While studying renormalization and the renormalization group I felt that there wasn't any completely satisfying physical explanation that would justify those methods and the perfect results they get. Looking for some clarity i began to study Wilson's approach to renormalization; while i got a lot of insight on how a QFT works and what's the role of quantum fluctuations etc I could not find a direct clear connection between the "standard" approach and the Wilson one. I'll try to be more specific:
To my understanding Wilson approach says (very) basically this: given a quantum field theory defined to have a natural cutoff $\Lambda$ and quantized via path integrals (in euclidean space-time)$$W=\int \mathscr D\phi_{\Lambda} \; e^{-S[\phi]}$$ it is possible to study the theory at a certain scale $\Lambda_N<\Lambda$ by integrating, in an iterative fashion, off high momentum modes of the field. Such rounds of integration can be viewed as a flow of the parameters of the lagrangian which is bounded in its form only by symmetry principles. For example, given a certain $$\mathscr L_0=a_0\; \partial_{\mu}\phi+b_0\;\phi^2+c_0\;\phi^4$$ we will get something like $$\mathscr L_N=\sum_n a_n \;(\partial_{\mu}\phi)^n+b_n\phi^n+\sum_{n,m}c_{nm}(\partial_{\mu}\phi)^n(\phi)^m$$ where the new parameters $a_n \quad b_n \quad c_{nm}$ have evolved from the original parameters via some relation which depends on the cutoff in some way. Now from some dimensional analysis we understand that the operators corresponding to these parameters organize themselves in three categories which are marginal, relevant and irrelevant and this categories are the same as renormalizable, super renormalizable and non renormalizable. Then there is the discussion about fixed points and all that stuff needed to have a meaningful perturbative expansion etc.
My question(s) is (are):
How do I put in a single framework the Wilsonian approach in which the relations are between the parameters at the scale $\Lambda_N$ with those of the lagrangian $\mathscr L_0$ and their renormalization group flow describes those changes in scale with the "standard" approach in which we take $\Lambda\rightarrow+\infty$ and relate the bare parameters of the theory $g_0^i$ with a set of parameters $g_i$ via renormalization prescriptions at a scale $\mu$ and then control how the theory behaves at different energy scales using Callan-Symanzik equation ?

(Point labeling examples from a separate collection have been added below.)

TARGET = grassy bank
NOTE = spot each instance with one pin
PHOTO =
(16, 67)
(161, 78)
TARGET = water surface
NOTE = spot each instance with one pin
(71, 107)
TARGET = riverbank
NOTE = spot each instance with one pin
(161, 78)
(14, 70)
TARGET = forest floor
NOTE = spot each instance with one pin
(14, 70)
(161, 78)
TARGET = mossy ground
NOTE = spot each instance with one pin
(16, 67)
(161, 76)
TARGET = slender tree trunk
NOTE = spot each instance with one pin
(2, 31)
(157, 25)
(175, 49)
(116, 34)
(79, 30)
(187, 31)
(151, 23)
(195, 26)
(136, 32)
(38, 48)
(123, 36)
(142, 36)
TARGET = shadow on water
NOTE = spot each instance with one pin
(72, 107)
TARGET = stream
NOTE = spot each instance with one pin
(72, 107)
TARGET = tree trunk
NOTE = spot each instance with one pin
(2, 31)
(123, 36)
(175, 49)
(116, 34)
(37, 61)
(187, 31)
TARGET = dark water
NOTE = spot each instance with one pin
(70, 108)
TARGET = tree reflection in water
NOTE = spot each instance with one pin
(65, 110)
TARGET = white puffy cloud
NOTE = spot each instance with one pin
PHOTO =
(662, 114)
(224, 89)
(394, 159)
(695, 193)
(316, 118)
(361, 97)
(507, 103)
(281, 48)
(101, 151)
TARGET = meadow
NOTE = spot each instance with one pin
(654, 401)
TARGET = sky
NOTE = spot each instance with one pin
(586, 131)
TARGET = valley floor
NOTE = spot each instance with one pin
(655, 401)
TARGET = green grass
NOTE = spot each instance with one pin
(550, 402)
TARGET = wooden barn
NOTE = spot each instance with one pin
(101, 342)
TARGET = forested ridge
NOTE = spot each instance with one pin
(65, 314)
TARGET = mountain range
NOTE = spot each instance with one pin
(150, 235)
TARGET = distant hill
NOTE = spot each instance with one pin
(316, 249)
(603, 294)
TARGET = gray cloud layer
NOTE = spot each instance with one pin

How different are the relations between the parameters in the Wilson approach and the one in the "standard" approach? Are these even comparable?
What is the meaning (especially in the Wilsonian approach?) of sending $\Lambda$ to infinity apart from getting completely rid of non-renormalizable terms in the theory?
Does, in the standard approach, a renormalization prescription which experimentally fixes the parameters $g_i$ at a scale $\mu$ basically give the same as integrating from $\Lambda\rightarrow +\infty$ to the scale $\mu$ in the Wilsonian approach?
I'm afraid I have some confusion here, any help would be appreciated!